La tradición eclesial interpretará durante mucho tiempo estos textos considerando que su destinatario es, ante todo, la Iglesia, y solo a continuación la persona de Pedro en su vínculo específico con dicha Iglesia5. Progresivamente, los comentarios proyectarán de manera más inmediata la promesa de Jesús sobre la persona de Pedro.
–– Lucas 22,32:
«Jesús, dirigiéndose a Pedro, le dijo: “Pero yo he rezado por ti para que no falle tu fe. Y tú, una vez vuelto, fortalece a tus hermanos”».
Este versículo, con sus múltiples interpretaciones, nos acompañará hasta las intervenciones pontificias más recientes. Antes de interpretar el sentido del conjunto de la
fórmula, es importante que comprobemos la traducción elegida del término griego eklipè, de ekleipein («dejar, abandonar, dejar de, desaparecer [eclipsarse», hablando del sol]), que la Vulgata traduce por deficiat. Deficere nos remite al término fallar o desfallecer, según las traducciones más corrientes en las Biblias francesas6.

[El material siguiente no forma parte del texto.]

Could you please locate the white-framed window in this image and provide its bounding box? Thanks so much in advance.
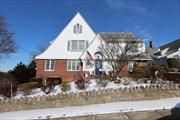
[73,23,82,34]
[67,60,80,71]
[67,40,88,51]
[44,60,55,71]
[128,61,134,72]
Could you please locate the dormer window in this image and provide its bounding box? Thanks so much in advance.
[67,40,88,51]
[73,23,82,34]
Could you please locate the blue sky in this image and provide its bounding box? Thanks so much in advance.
[0,0,180,71]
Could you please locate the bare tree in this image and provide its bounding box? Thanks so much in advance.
[99,38,142,80]
[0,16,17,58]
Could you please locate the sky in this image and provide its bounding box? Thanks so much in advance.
[0,0,180,71]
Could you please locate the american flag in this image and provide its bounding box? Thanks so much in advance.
[86,51,94,61]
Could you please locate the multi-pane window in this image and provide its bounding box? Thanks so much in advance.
[67,40,88,51]
[67,60,80,71]
[45,60,55,71]
[73,23,82,34]
[128,61,134,72]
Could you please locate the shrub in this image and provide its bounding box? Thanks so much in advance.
[130,66,150,79]
[47,77,62,87]
[9,60,36,84]
[167,58,180,69]
[61,81,70,92]
[0,73,17,97]
[131,65,166,79]
[18,82,41,91]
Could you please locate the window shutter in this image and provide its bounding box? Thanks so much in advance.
[86,41,89,49]
[67,41,70,50]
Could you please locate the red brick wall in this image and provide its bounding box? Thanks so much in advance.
[36,59,148,81]
[36,59,78,81]
[120,61,148,77]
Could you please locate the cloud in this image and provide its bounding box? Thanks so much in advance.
[106,0,147,12]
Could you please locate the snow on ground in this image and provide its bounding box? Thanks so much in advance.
[0,97,180,120]
[50,85,62,95]
[0,79,155,99]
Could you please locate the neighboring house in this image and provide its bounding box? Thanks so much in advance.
[153,39,180,67]
[35,12,147,80]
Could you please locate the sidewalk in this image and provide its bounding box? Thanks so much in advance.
[0,97,180,120]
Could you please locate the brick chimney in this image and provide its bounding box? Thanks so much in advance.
[149,41,154,48]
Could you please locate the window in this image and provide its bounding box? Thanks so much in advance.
[67,40,88,51]
[67,60,80,71]
[73,23,82,34]
[128,61,134,72]
[45,60,55,71]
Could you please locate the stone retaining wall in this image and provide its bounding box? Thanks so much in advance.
[0,84,180,112]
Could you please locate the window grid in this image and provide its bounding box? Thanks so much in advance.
[67,60,80,71]
[45,60,55,71]
[67,40,88,51]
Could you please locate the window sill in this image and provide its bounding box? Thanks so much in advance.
[44,70,55,72]
[68,50,84,52]
[66,70,80,72]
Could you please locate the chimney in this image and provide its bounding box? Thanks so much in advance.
[149,41,154,48]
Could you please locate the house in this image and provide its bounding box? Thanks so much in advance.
[153,39,180,67]
[35,12,147,80]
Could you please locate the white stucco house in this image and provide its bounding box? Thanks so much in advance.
[35,12,147,80]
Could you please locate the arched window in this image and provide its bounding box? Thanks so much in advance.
[73,23,82,34]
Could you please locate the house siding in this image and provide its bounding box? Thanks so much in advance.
[36,59,78,81]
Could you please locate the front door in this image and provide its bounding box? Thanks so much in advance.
[95,52,103,76]
[95,59,102,76]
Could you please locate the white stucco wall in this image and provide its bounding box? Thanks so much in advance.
[36,13,96,59]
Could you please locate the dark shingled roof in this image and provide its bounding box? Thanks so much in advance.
[159,39,180,52]
[96,32,143,42]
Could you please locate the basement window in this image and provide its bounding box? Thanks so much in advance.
[45,60,55,71]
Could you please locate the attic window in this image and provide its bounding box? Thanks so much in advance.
[73,23,82,34]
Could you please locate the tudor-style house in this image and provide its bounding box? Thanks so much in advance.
[35,12,147,80]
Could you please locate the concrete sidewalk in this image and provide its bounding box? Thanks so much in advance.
[53,109,180,120]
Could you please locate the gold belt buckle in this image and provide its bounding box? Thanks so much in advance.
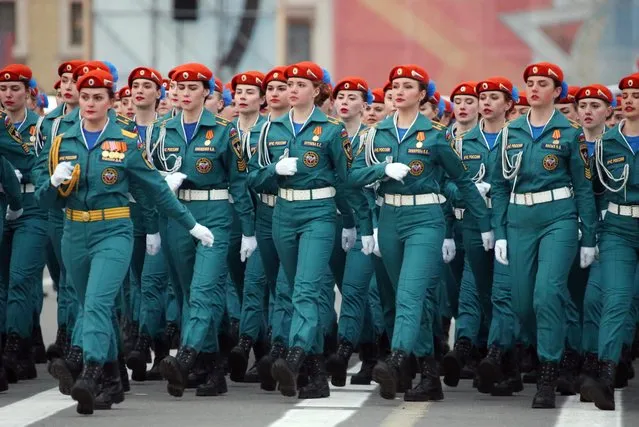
[524,193,534,206]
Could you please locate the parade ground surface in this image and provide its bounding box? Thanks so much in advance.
[0,288,639,427]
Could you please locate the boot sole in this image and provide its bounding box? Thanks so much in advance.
[373,364,397,400]
[271,359,297,397]
[49,359,75,396]
[126,351,146,382]
[442,355,463,387]
[160,356,184,397]
[229,349,248,383]
[257,359,277,391]
[71,387,95,415]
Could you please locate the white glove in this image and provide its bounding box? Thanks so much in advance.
[579,246,596,268]
[481,230,495,252]
[164,172,186,193]
[373,228,382,258]
[275,157,297,176]
[384,163,410,184]
[146,233,162,256]
[362,236,375,255]
[475,182,490,199]
[442,239,457,264]
[240,235,257,262]
[51,162,73,188]
[495,239,508,265]
[342,227,363,252]
[189,224,215,248]
[5,206,24,221]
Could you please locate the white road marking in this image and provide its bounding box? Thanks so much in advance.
[269,362,377,427]
[0,387,75,427]
[555,390,624,427]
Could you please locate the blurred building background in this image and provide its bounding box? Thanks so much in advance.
[0,0,639,94]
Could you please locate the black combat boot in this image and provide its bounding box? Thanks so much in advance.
[164,322,180,350]
[229,334,253,383]
[2,332,22,384]
[557,347,581,396]
[257,341,286,391]
[49,346,83,396]
[244,341,270,384]
[160,347,197,397]
[118,353,131,393]
[442,337,473,387]
[46,325,68,361]
[581,360,617,411]
[30,326,48,365]
[373,351,408,400]
[328,338,353,387]
[532,362,559,409]
[577,353,599,402]
[195,353,228,397]
[490,348,524,396]
[71,362,102,415]
[298,354,331,399]
[271,347,306,396]
[477,345,504,393]
[404,357,444,402]
[93,360,124,410]
[146,337,169,381]
[126,333,151,381]
[351,343,377,385]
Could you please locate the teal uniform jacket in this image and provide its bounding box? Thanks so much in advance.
[595,121,639,363]
[248,108,360,235]
[491,111,597,247]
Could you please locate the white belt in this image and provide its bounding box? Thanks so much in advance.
[608,202,639,218]
[510,187,572,206]
[258,194,277,207]
[178,190,229,202]
[384,193,446,206]
[277,187,335,202]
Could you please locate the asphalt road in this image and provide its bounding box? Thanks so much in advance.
[0,293,639,427]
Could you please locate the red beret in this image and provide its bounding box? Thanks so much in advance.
[171,63,213,82]
[231,71,264,91]
[0,64,33,83]
[285,61,324,83]
[129,67,162,87]
[475,76,514,98]
[619,73,639,90]
[118,86,131,99]
[333,76,368,98]
[58,59,86,77]
[524,62,564,84]
[388,64,430,85]
[450,82,477,101]
[76,69,113,90]
[575,84,615,104]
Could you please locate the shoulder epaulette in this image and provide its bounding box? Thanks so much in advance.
[122,129,138,139]
[432,122,448,130]
[326,116,341,125]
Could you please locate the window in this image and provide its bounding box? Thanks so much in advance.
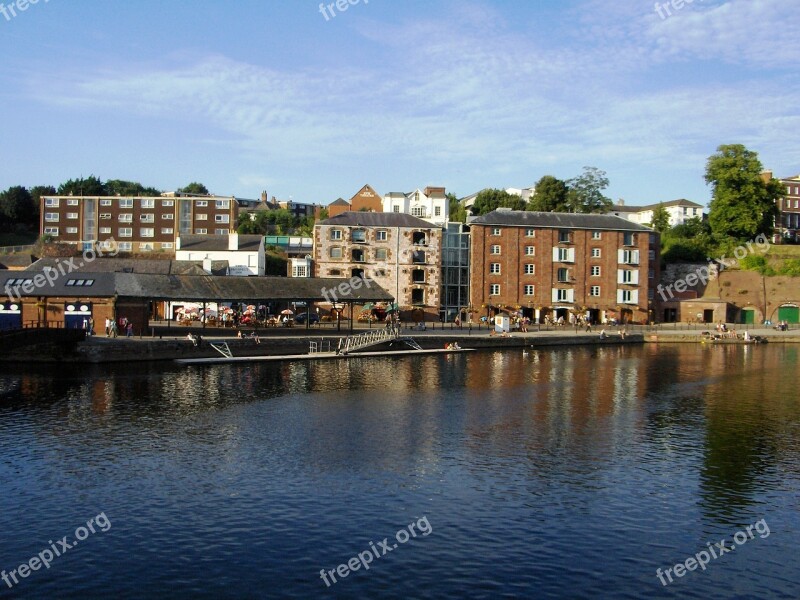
[553,289,575,302]
[617,269,639,285]
[617,290,639,304]
[618,250,639,265]
[553,248,575,262]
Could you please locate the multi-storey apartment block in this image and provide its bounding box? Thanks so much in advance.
[314,212,442,320]
[383,186,450,229]
[775,175,800,242]
[470,209,659,323]
[40,195,238,252]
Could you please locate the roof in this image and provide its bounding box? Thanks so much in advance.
[178,234,263,252]
[319,211,432,229]
[469,210,653,232]
[0,270,394,303]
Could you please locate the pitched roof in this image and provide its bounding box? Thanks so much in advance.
[468,210,653,232]
[180,234,262,252]
[0,271,394,303]
[319,211,433,229]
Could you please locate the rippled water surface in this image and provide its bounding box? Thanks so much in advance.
[0,345,800,599]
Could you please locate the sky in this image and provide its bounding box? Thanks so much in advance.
[0,0,800,205]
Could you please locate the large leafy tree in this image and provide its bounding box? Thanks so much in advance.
[650,202,669,233]
[58,175,108,196]
[705,144,785,240]
[178,181,211,194]
[0,185,36,224]
[528,175,569,212]
[472,189,525,215]
[567,167,612,213]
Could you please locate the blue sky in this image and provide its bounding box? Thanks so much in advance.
[0,0,800,204]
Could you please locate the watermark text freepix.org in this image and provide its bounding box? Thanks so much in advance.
[0,512,111,588]
[656,519,770,586]
[4,238,119,302]
[0,0,50,21]
[319,517,433,587]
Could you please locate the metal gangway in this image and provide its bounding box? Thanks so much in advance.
[337,329,396,354]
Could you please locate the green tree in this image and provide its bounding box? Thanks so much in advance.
[58,175,108,196]
[472,189,525,215]
[31,185,56,223]
[0,185,36,225]
[650,202,669,233]
[705,144,785,240]
[106,179,161,196]
[528,175,569,212]
[178,181,211,195]
[567,167,612,213]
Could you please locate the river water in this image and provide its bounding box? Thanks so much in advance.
[0,344,800,600]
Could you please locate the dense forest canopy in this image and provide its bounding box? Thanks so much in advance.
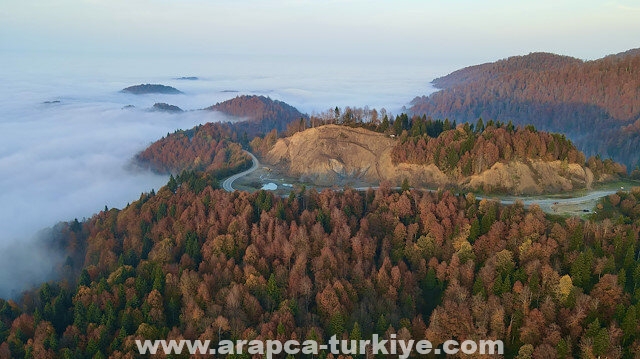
[0,65,640,359]
[0,174,640,358]
[136,123,251,174]
[410,49,640,169]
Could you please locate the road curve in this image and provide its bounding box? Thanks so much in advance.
[222,151,260,192]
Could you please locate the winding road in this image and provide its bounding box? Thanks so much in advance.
[222,151,632,213]
[476,190,618,213]
[222,151,260,192]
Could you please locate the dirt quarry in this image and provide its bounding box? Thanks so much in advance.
[263,125,593,195]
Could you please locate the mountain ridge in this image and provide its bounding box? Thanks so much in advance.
[409,49,640,169]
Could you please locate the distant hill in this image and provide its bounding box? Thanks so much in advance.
[136,123,251,176]
[121,84,182,95]
[151,102,184,113]
[264,124,621,194]
[206,95,308,134]
[410,49,640,169]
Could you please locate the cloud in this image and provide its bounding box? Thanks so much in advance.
[0,53,438,297]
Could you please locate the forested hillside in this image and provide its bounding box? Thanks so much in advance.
[206,95,308,136]
[260,109,626,195]
[410,49,640,170]
[0,174,640,358]
[136,123,251,175]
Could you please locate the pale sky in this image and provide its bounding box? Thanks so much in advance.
[0,0,640,65]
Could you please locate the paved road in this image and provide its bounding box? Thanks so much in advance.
[355,186,619,213]
[476,190,618,213]
[222,151,260,192]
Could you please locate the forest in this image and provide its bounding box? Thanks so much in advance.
[410,49,640,170]
[0,95,640,359]
[205,95,308,137]
[0,170,640,358]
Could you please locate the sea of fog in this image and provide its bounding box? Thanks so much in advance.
[0,53,440,297]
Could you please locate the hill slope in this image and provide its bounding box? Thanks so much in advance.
[264,125,619,194]
[0,174,640,358]
[410,49,640,169]
[206,95,308,133]
[120,84,182,95]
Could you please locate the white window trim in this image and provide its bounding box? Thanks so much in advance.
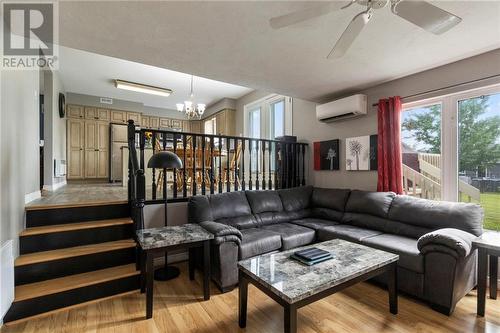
[403,84,500,201]
[243,94,293,139]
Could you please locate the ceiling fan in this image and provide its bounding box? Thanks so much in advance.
[269,0,462,59]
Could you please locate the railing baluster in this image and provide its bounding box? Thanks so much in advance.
[301,144,306,186]
[163,133,167,200]
[255,140,260,190]
[233,139,241,191]
[201,136,207,195]
[173,134,177,198]
[210,137,215,194]
[182,134,187,198]
[218,137,222,193]
[241,139,246,191]
[226,138,231,192]
[248,139,253,191]
[151,132,158,200]
[261,141,266,190]
[267,141,276,190]
[191,135,198,195]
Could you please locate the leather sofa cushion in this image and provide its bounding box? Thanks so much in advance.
[238,228,281,260]
[188,195,214,223]
[318,224,382,243]
[345,190,396,218]
[262,223,316,250]
[245,191,283,214]
[361,234,424,273]
[311,207,344,222]
[278,186,313,212]
[342,213,431,239]
[311,187,351,212]
[389,195,483,236]
[290,217,338,230]
[208,192,252,220]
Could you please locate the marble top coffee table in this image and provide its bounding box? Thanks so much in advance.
[137,224,214,319]
[238,239,399,333]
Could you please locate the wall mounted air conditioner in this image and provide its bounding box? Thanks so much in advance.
[316,94,368,123]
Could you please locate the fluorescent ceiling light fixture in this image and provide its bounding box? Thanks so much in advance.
[115,80,172,97]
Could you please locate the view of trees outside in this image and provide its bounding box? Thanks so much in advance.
[402,94,500,229]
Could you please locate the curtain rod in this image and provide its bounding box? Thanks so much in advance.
[372,74,500,106]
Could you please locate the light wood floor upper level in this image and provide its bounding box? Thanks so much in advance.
[2,263,500,333]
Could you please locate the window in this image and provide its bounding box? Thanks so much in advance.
[401,86,500,230]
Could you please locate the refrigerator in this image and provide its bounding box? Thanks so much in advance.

Esta traducción conserva la globalidad de sentido del original. La fe de Pedro ha «fallado» en el momento de su negación. Jesús ha rezado, por tanto, para que la fe de Pedro ya no pueda fallar o desfallecer. Pedro recibe también la función de fortalecer o
confirmar a sus hermanos en la fe... cuando haya «vuelto» (epistrepsas), muy
probablemente cuando haya vuelto a la fe, es decir, «una vez convertido», puesto que el término griego indica normalmente una conversión. El contexto es el del anuncio de la pasión, que será el tiempo de la suprema tentación para la fe de los discípulos, tentación a la que sucumbirá Pedro al renegar de su maestro por tres veces. Esta promesa hecha aquí a Pedro de manera personal se inscribe en un clima de gran humildad. Es el fruto de una oración especial, una oración que Jesús ha dirigido al Padre como un abogado del pecador. Jesús ha obtenido que la fe de Pedro prevalezca, o salga vencedora, sobre la tentación. La negación no corresponde a una pérdida definitiva de la fe. Forma parte de la prueba de aquel que va a ser sacudido como en una criba. Dará lugar a un «arrepentimiento» inmediato, gracias a la mirada de Jesús, que se «vuelve» hacia Pedro7. Porque arrepentirse es también un don. Ya de entrada, se ve la gran distancia que media entre el sentido evangélico de la promesa, que subraya la fragilidad de Pedro, y el sentido de un calificativo que se atribuirá más tarde a una persona. Pero Pedro, vuelto y convertido, recibe el encargo de «fortalecer» la fe de sus hermanos. Tanto Lucas como Mateo (16,18-19) admiten su «leadership». Pedro es el garante de la solidez de la fe de la Iglesia.